My Ba Noi is particular about food and the way we eat it. Whenever she brought bowls brimming with broth to the table, she’d have a couple rubber bands, scrounged from the pen drawer, tucked under her fingers. Looking at my cousins and I, she’d hold them out rubber bands for us to tie our hair back. Sometimes she’d forget until after we had already started eating. Spoon halfway to my mouth, she’d gently pull my hair back with her frail hands and tie it for me.
Anytime she made fish, she’d swiftly remind us to rinse out our mouths before we’d even finished our plates. “Súc miệng,” she’d instruct us, pointing not only her finger, but her whole body towards the bathroom. Whether it was the meals at her table or the random pantry items set out for us while we lounged on the couch, Ba Noi loved us through food, and we could not refuse anything she left in front of us.
I never realized how much Ba Noi’s insistence actually meant love until my brother Jonah decided to become vegetarian.
When he made the switch, we were all confused as to how he’d be able to pull it off. My mom was astonished that her son, who used to love thit chà bông and phở bò viên, decided not to eat meat anymore. We didn’t know what to eat for family meals and my parents grew concerned that Jonah, already a scrawny, thin boy, would become even skinnier.
My mom constantly voiced her concern and exasperation with this new decision, but Ba Noi had even more impassioned opinions.
Ba Noi was our primary babysitter growing up. My siblings and my cousins are all within a few years of each other and before starting elementary school, we’d fill Ba Noi’s house, just a gaggle of crying and clingy toddlers running amuck. With any life change or accomplishment, Ba Noi is quick to recount how she held each of us in her old, frail arms. How small we used to be. Now, so grown up.
She especially remembers Jonah as a baby. He was always the smallest of us all. He was a joyful baby with the biggest smile and chubby cheeks that didn’t deflate until high school. He always looked small next to my older brother and oldest cousin, both surprisingly big guys compared to their small-framed parents. Jonah was a picky eater, liked to jump and be thrown around, and didn’t hit his growth spurt until high school. In my grandmother’s mind, Jonah was still that small, too skinny, and fragile boy.
When he decided not to eat meat anymore, she was adamant: Jonah could not be vegetarian.
She embarked on a mission to change his mind. She’d pull Jonah to the side at dinners, urging with theatrical arm motions and urgent facial expressions that he needed to eat meat so he could become less skinny. Jonah, devoid of the words to explain himself and only understanding bits of what she was saying, would simply nod and repeat “Dạ, dạ…”

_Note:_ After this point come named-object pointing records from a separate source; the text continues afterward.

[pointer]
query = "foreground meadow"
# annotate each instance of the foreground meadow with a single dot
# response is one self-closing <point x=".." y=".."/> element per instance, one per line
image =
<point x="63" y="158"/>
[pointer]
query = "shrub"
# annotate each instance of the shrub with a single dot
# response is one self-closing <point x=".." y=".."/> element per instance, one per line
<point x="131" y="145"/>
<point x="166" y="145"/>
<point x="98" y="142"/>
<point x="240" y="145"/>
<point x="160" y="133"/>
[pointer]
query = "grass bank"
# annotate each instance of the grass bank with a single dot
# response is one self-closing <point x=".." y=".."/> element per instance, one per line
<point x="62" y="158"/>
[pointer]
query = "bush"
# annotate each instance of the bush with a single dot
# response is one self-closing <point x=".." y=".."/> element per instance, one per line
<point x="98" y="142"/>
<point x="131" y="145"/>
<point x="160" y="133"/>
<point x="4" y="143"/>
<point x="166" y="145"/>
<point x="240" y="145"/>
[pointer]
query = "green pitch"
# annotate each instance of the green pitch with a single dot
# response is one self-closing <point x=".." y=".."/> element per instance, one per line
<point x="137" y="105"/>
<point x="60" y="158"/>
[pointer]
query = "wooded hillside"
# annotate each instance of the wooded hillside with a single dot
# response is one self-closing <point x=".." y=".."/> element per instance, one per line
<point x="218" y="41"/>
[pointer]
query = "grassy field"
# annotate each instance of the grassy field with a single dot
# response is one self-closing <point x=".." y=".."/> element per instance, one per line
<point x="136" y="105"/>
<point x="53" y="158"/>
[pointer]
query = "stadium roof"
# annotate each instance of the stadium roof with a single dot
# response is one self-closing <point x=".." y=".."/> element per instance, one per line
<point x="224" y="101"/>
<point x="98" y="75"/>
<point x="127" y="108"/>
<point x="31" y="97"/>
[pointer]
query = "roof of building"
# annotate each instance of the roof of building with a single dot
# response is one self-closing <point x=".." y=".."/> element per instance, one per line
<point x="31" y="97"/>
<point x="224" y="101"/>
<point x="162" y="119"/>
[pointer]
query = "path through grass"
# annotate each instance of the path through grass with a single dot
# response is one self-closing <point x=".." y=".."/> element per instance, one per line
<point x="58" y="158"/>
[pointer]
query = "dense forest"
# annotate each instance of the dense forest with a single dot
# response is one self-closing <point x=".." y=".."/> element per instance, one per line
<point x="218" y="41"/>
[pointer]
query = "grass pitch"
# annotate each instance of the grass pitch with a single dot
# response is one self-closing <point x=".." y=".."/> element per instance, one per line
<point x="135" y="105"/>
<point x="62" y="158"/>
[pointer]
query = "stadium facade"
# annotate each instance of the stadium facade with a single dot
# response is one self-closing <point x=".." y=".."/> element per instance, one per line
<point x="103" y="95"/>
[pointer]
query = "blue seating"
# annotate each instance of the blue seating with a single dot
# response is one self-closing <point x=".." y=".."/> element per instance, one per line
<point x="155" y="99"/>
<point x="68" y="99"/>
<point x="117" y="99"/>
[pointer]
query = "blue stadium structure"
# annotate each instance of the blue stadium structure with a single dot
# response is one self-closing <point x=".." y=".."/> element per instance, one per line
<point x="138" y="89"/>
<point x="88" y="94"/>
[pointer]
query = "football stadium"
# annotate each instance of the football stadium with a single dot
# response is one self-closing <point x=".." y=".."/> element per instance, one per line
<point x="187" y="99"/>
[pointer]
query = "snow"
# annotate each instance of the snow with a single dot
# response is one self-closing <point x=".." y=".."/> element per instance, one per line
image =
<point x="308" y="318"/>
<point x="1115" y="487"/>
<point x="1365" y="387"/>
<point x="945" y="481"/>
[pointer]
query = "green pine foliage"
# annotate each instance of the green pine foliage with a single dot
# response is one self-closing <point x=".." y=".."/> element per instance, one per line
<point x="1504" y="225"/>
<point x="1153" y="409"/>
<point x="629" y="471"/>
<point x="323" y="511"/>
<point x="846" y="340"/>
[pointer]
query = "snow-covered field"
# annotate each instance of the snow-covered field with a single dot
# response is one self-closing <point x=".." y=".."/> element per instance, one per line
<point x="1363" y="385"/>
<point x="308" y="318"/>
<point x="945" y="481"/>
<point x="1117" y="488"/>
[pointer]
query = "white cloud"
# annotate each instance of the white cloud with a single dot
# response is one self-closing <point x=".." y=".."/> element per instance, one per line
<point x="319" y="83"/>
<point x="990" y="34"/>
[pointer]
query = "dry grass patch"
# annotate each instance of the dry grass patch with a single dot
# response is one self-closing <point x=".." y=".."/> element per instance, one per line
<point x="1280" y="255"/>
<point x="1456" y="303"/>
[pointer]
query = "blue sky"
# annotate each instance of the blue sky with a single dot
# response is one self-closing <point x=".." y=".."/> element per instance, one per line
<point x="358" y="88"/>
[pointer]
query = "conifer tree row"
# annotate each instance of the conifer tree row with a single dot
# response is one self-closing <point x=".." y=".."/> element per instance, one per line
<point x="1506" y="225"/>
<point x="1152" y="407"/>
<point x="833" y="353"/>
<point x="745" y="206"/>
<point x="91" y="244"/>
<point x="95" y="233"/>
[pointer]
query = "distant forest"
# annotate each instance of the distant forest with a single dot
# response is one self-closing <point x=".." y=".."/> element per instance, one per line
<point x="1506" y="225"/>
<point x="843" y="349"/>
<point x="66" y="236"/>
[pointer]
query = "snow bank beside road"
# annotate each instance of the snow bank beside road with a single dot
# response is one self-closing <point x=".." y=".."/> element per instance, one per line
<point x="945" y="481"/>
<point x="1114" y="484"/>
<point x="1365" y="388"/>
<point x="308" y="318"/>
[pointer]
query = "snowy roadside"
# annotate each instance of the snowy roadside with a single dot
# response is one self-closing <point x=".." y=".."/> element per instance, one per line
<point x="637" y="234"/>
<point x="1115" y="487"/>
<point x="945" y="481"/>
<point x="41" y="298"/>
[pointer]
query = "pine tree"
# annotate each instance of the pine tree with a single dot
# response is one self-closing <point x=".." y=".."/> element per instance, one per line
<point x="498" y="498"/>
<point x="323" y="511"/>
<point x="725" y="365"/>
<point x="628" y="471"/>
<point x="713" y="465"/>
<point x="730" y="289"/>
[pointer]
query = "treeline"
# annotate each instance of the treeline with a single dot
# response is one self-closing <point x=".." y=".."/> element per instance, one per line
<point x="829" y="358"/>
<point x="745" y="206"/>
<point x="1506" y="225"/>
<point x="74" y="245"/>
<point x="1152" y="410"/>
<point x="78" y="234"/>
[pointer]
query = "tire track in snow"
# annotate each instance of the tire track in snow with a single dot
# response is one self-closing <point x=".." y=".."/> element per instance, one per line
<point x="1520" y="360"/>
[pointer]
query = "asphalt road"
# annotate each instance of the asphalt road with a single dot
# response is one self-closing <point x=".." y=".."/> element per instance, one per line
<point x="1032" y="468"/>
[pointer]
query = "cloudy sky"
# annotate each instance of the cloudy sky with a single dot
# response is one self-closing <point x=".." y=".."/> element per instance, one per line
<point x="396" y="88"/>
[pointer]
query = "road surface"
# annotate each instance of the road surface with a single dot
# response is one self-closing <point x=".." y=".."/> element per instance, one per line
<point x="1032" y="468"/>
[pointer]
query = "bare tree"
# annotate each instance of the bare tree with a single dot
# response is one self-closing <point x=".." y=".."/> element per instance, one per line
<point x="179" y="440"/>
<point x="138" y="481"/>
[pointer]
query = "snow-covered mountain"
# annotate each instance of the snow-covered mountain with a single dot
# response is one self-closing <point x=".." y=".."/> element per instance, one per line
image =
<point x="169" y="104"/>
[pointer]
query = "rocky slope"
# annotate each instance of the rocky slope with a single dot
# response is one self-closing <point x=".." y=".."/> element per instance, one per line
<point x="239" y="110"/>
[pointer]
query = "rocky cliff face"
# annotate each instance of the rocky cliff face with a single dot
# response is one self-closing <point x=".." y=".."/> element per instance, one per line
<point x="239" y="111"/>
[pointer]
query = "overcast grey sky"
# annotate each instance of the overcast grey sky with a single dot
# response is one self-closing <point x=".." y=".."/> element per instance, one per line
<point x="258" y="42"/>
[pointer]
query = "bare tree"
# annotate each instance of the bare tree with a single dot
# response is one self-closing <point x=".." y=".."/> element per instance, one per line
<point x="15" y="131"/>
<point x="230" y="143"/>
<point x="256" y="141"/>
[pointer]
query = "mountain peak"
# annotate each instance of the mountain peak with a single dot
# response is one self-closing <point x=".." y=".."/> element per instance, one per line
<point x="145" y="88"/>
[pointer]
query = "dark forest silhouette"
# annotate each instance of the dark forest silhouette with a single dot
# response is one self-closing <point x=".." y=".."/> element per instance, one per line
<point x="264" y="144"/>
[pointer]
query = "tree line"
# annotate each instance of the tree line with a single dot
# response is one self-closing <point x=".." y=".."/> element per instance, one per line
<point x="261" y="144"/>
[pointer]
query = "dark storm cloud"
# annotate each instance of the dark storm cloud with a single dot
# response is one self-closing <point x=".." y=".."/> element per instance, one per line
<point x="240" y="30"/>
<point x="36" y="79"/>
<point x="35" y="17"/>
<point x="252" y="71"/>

When her urging didn’t seem to work, she pulled each of the siblings and cousins aside. “You need to convince Jonah that he needs to eat meat! You know how skinny he is,” she’d repeat to us in Vietnamese. We’d walk away, slightly shaking our heads, knowing Jonah’s stubbornness and his genuine desire to maintain this lifestyle change.
When the cousins and siblings couldn’t get Jonah to change his mind, Ba Noi chose her next target: my mom. While my mom tried to shift her cooking for Jonah, she’d get incessant calls from Ba Noi checking to see if Jonah decided to eat meat again. They had the same conversation over the phone day after day, my mom agreeing with Ba Noi but knowing that there wasn’t much that could bring Jonah back to the meat-eaters’ side of the world.
We had to face the facts: Jonah wanted to be vegetarian. Even Ba Noi’s insistence couldn’t change things.
One day, Ba Noi stopped by our house dressed in stretchy purple pants, a worn-in pink sweatshirt, a silky floral scarf tied over her head topped with a fuzzy purple fedora. Hobbling in, she was toting two bags, one in each hand. She was more enthusiastic that we’d seen her in a while.
She set the bags down, trying with frail fingers to untie the knots she’d secured so tightly. Finally, she pulled a styrofoam box from each bag. When she opened the top, the warm, nutty smell of chả giò immediately permeated the room. Fresh from the fryer, the crisp rolls sat neatly stacked against each other.
Jonah rounded the corner and Ba Noi quickly motioned him over. She pointed at one of the boxes, “This one’s for you. Vegetarian,” she explained in Vietnamese.
We all grabbed a chả giò, wrapping it neatly in a paper towel by instinct, back when our little fingers couldn’t handle holding the hot roll with our bare hands. Jonah bit into his spring roll, enjoying the familiar taste of the fried wrapper and soft, salty fillings now made for him without meat.
Looking around at us, my grandmother nodded in approval. “Cảm ơn!” we all exclaimed, the only phrase we seemed to know to express our love for her.
Some two years later, Jonah is still vegetarian. Ba Noi still throws in a few comments about his meatless eating habits as she loads the coffee table with burnt popcorn, pantry potato chips, and washed grape bunches. She’ll call him to ask if he’s eating enough and when he’s coming to visit her. And when he does, she’ll be prepared with a boiling pot of his Vietnamese favorites, made vegetarian for him.